Первым претендовал на эту роль экзотический панголин; затем, помимо панголина, на роль посредника была ангажирована змея. Назывались по преимуществу редкие и чрезвычайно опасные южно-китайские пресмыкающиеся — китайская кобра и южнокитайский многополосый крайт, практически неизвестные западным исследователям. «Змеиный след» происхождения нового коронавируса мотивировался тем, что змеи часто охотятся на летучих мышей, а в южных провинциях Китая змеи часто употребляются в пищу и используются в народной медицине [62]. Все эти детали были призваны, конечно, затемнить искусственное происхождение вируса и направить усилия исследователей по ложному пути. Впрочем, последняя (на момент написания данного текста) официальная версия происхождения вируса SARS-CoV-2 свелась к первоначальному вирусу подковоносов, образцы которого, оказывается, хранятся в секретной лаборатории и который на 96% совпадает с источником нынешней пандемии.

Между тем мировое научное сообщество при анализе расшифрованного генома SARS-CoV-2 обратило внимание на содержание тех 4% содержания генома, который не совпадал с вирусом летучих мышей и гипотетически принадлежал мифическому «животному-посреднику», адаптировавшему природное биологическое явление к человеку и человеческой среде. Первыми были индийские вирусологи, заявившие об искусственном происхождении вируса, но их работа под давлением каких-то сил была дезавуирована и изъята из обращения. Затем их выводы подтвердил и развил французский вирусолог, лауреат Нобелевской премии 2008 г. (за открытие и расшифровку генома вируса ВИЧ) Люк-Антуан Монтанье, обнаруживший в полном геноме коронавируса вставку последовательности вируса СПИДа. Его коллега Жан-Клод Перез, выдающийся специалист по вычислительной биологии, выявил шесть вставок из генома вируса ВИЧ. Французские ученые высказали предположение, что китайские вирусологи пытались разработать вакцину против СПИДа, для чего хотели ослабить геном коронавируса и использовать его как вектор (носитель) для антигенов вируса, вызывающего СПИД [63].

На следующем этапе изучения генома SARS-CoV-2 биоинформатики из Кембриджа при помощи искусственного интеллекта обнаружили в генетической последовательности SARS-CoV-2 вставку из 8 аминокислот, которая идентична фрагменту человеческого белка. Эта вставка, как предположили ученые, отвечала за возможность проникновения вируса внутрь клетки человеческого организма [64].

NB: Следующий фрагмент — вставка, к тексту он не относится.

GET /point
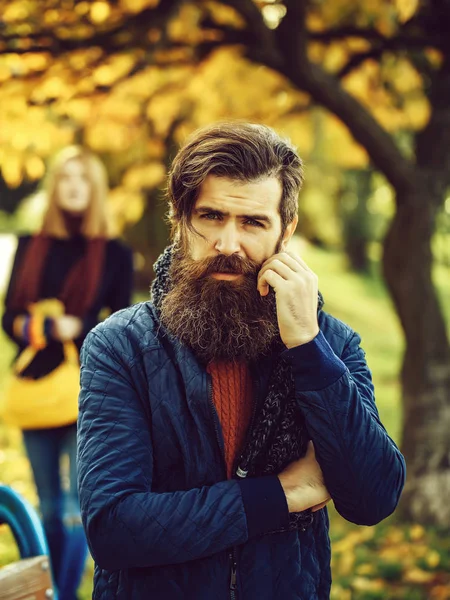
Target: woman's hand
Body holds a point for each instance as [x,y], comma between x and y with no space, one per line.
[66,328]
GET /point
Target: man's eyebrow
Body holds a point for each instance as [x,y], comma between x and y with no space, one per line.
[207,209]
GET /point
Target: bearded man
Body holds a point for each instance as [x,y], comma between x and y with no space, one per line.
[218,420]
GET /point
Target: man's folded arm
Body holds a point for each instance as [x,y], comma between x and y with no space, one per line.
[363,469]
[127,524]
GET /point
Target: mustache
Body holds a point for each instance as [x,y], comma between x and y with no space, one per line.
[228,264]
[200,269]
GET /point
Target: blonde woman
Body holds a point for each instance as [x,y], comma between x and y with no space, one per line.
[73,263]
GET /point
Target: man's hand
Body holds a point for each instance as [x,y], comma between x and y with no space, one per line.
[296,289]
[302,482]
[66,328]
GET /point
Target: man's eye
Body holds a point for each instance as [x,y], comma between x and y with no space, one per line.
[210,216]
[253,223]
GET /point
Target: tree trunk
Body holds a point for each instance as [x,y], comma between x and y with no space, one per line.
[425,374]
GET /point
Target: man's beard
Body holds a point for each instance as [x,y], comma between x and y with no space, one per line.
[217,319]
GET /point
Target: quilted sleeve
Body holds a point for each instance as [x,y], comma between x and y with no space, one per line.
[128,525]
[363,469]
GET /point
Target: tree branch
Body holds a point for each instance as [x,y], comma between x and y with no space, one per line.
[401,40]
[358,59]
[327,91]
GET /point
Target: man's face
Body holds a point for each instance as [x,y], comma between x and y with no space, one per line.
[237,218]
[214,306]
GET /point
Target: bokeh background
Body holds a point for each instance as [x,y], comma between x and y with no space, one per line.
[363,89]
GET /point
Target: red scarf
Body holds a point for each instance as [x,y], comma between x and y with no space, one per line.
[80,286]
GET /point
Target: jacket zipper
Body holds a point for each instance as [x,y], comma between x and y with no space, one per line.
[233,576]
[232,554]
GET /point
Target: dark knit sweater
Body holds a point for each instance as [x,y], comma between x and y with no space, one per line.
[114,291]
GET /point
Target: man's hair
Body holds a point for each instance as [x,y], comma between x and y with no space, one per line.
[242,151]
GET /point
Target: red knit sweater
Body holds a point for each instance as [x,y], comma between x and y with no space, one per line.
[232,395]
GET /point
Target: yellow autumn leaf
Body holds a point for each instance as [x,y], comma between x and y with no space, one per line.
[417,575]
[416,532]
[136,6]
[362,584]
[15,11]
[406,9]
[99,12]
[433,559]
[12,170]
[34,167]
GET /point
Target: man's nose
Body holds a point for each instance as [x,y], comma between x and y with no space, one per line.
[228,241]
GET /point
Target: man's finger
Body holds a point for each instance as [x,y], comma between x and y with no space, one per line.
[270,278]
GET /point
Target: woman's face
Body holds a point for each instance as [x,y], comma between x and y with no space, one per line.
[73,188]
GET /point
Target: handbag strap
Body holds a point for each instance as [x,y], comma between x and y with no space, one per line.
[26,356]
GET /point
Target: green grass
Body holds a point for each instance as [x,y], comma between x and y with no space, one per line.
[385,561]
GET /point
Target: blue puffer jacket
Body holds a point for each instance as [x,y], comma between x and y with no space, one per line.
[162,520]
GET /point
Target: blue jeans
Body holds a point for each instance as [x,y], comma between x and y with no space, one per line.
[58,502]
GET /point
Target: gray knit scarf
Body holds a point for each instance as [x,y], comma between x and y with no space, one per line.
[278,434]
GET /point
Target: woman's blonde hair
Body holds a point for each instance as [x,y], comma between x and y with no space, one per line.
[95,223]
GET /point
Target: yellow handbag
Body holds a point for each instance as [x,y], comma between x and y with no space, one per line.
[51,401]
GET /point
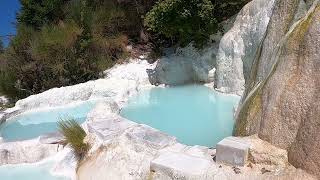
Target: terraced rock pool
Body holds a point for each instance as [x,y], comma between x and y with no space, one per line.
[32,124]
[29,172]
[195,114]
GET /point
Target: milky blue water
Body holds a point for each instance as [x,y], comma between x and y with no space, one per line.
[28,172]
[195,114]
[30,125]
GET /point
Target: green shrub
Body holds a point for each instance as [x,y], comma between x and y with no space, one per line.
[183,20]
[36,13]
[74,136]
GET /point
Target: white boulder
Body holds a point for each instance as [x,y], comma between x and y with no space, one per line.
[239,45]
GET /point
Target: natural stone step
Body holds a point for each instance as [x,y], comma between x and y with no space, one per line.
[232,150]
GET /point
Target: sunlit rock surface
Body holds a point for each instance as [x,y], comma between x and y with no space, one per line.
[124,150]
[282,102]
[240,44]
[186,65]
[25,151]
[121,81]
[189,64]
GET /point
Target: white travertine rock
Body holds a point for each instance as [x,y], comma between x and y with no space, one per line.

Третье направление работ УИВ (осуществленное в составе международной исследовательской группы) было направлено на исправление и усовершенствование натурального вируса подковоносов. В частности, усилия ученых были направлены на усиление функции (gain-of-function) шипообразного S-белка коронавируса, полученного от летучих мышей и по своей природе не способного заражать человека. В результате коронавирусу была придана способность инфицировать людей. По этому поводу один из соавторов Ши Чжэнли доктор Ральф Барик (Университет Чапел Хилл, Северная Каролина), считающийся «отцом-основателем» современной школы синтетической вирусологии, еще в 2015 г., после публикации коллективной статьи в журнале «Nature», заявил: «Этот вирус является настолько высокопатогенным, что методы лечения, разработанные против исходного вируса SARS в 2002 году, и препараты ZMapp, используемые для борьбы с Эболой, не способны нейтрализовать и контролировать этот конкретный вирус» [65]. Видимо, такова и была цель его генной модификации.

Австралийские ученые из Университета Флиндерс в Аделаиде и Университета Латроб в Мельбурне поставили своей задачей исследовать, насколько вирус SARS-CoV-2, вызывающий COVID-19, способен инфицировать разных животных. Если бы он имел естественное происхождение, то на первом месте среди инфицированных оказались бы летучие мыши. Однако, к удивлению ученых, на первом месте претендентов на болезнь оказался человек. Остроконечный белок вируса BatCoV RaTG1, обнаруженный среди летучих мышей, оказался значительно менее эффективным, чем у COVID-19, и выяснилось, что ему потребуется длительная адаптация, чтобы стать заразительным для человека. Руководитель этой серии исследований коронавирусов профессор Николай Петровский остроумно заметил, что, хотя есть возможность, что «неправильная» летучая мышь встретила «неправильного» панголина, «статистически это невероятно» [66].

Научных наблюдений и аргументации в пользу гипотезы об искусственном происхождении коронавируса SARS-CoV-2 гораздо больше, чем приведенные выше. Но остановимся пока на изложенном и задумаемся над мотивами целеполагания предполагаемых «творцов» искусственного вируса:

— Почему в качестве его основы был избран вирус подковоносов?

— Зачем делались вставки в геном из вируса ВИЧ?

— Для чего потребовались вставки в геном вируса фрагментов человеческого белка?

— Какова цель усиления функций шипообразного S-белка коронавируса летучих мышей?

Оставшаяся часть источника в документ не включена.